African Football between 2000 and 2001 -
Editorial comment

2000/2001

It will be a hot half year for the African national teams as alternating African Nations Cup qualifiers and World Cup Cup qualifiers will determine the field for Mali 2002 and the five African starters for the World Cup 2002 at Japan/Korea. It is beginning with the African Nation Cup qualifiers on the weekend Jan 12-14.
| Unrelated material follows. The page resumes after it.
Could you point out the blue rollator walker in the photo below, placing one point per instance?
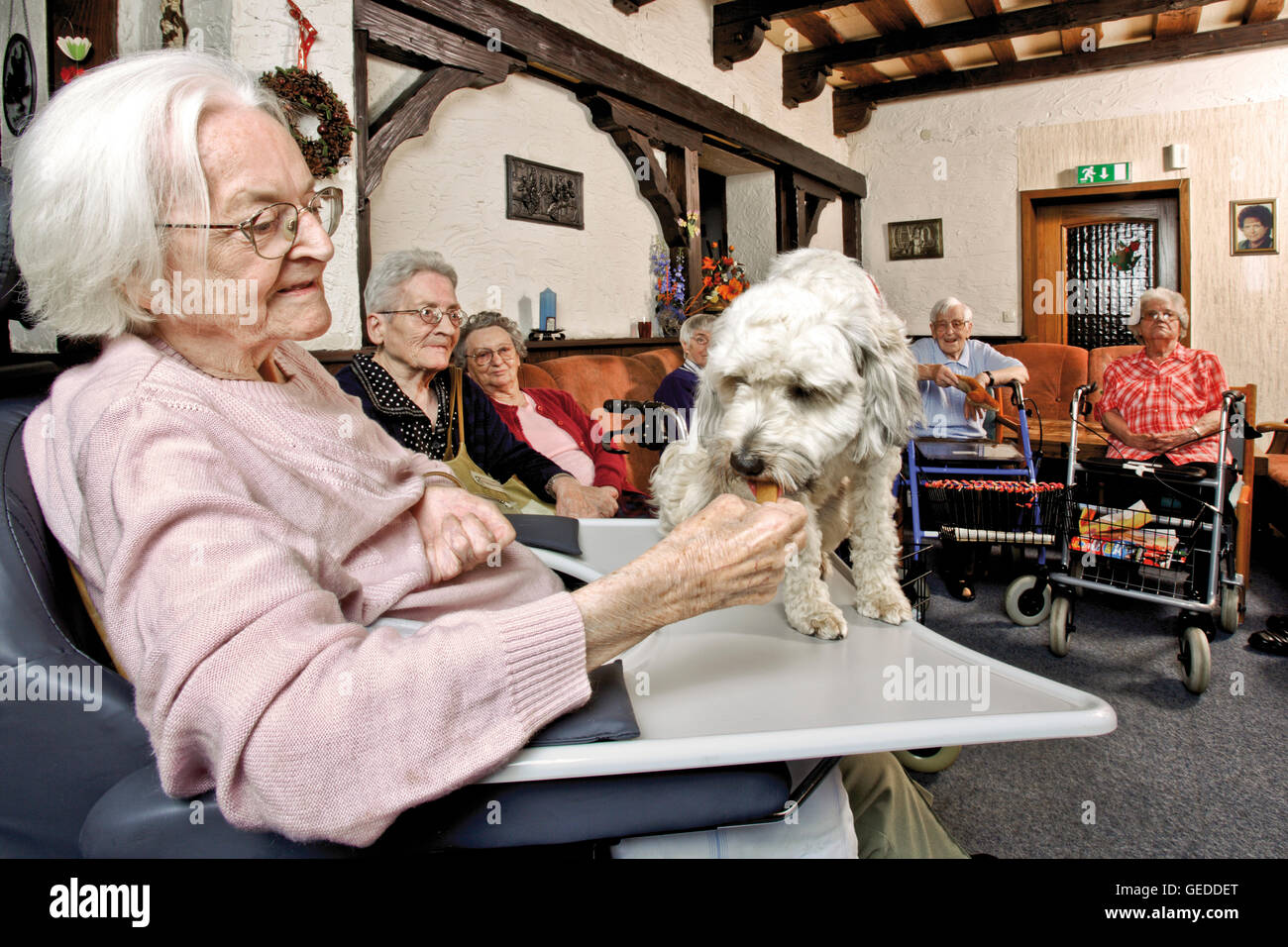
(1009, 508)
(1175, 553)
There has not been much solution to African problems in the past year and there has not been offered much help by the world either. This reflected in African football although there was the triumph of Cameroon at the Olympic football tournament. It came in a year of crowd trouble, match postponements because of unrests, and 'normal' problems in football administrations. And it was the year the World Cup 2006, that already seemed touchable, was taken away the last moment for a more profitable and reliable venue.
Nigeria, only 4 years ago looking like a rising Brazil of Africa, have self-distroyed their brilliant perspective. As Morocco's 98 dream team architecture has fallen apart. And Côte d'Ivoire's promising way to boost their huge talent with enterprising infrastructure has been buried under political turnovers and conflicts. Even Cameroon have raised a question mark eventually by a decision to switch coaching responsibilities after a year that could not have been more successful.

The Shot cannot make comments on particular decisions but I can make a structural remark: Running a national team takes a lot of continuity and administrative work away from the question which player should play on the left wing. If a national team coach sees his European based professional players an average of 10 weeks a year he will be be more than happy. So firing one coach every year, means compared to the time stretch of clubs, firing 5 coaches a (club-) year. Nobody can expect that something grows and develops under such circumstances. It is not much more but a lottery then. 
Too much seems to be made out of single results. France worked full 4 years to build the team of 1998 and it has payed off because after such a time everybody knows his general part in a structure and now they build up on that. Even Nigerias successes came after a team had been built quite consequently over years (Westerhof 90-94, his assistant Bonfrere 95-96). Today Bonfrere has returned, but is in the middle of an intrigous power struggle. Even the World Cup qualification for Nigeria has become a 50:50 affair.

But there are positive signals as well. Cameroons return to the top class of African football promises to be more than a one night stand. And it is a very special opportunity for Hearts Of Oak Accra to crown their great development at the World Club championships at Spain right in the focus of an European press and eyes, those eyes who hardly notice the existence of African club football, especially sub-saharan. This does not mean winning the title but winning respect and attention..
Those World Club Championships come a bit as a rescue, as a little perspective in the moment when African football aside the spotlight of singular World Cups and the fortune of individual players on other continents seems to face another long period in relative shadow after the World Cup 2006 fata morgana, that if real, could have ignited so much, has disappeared again.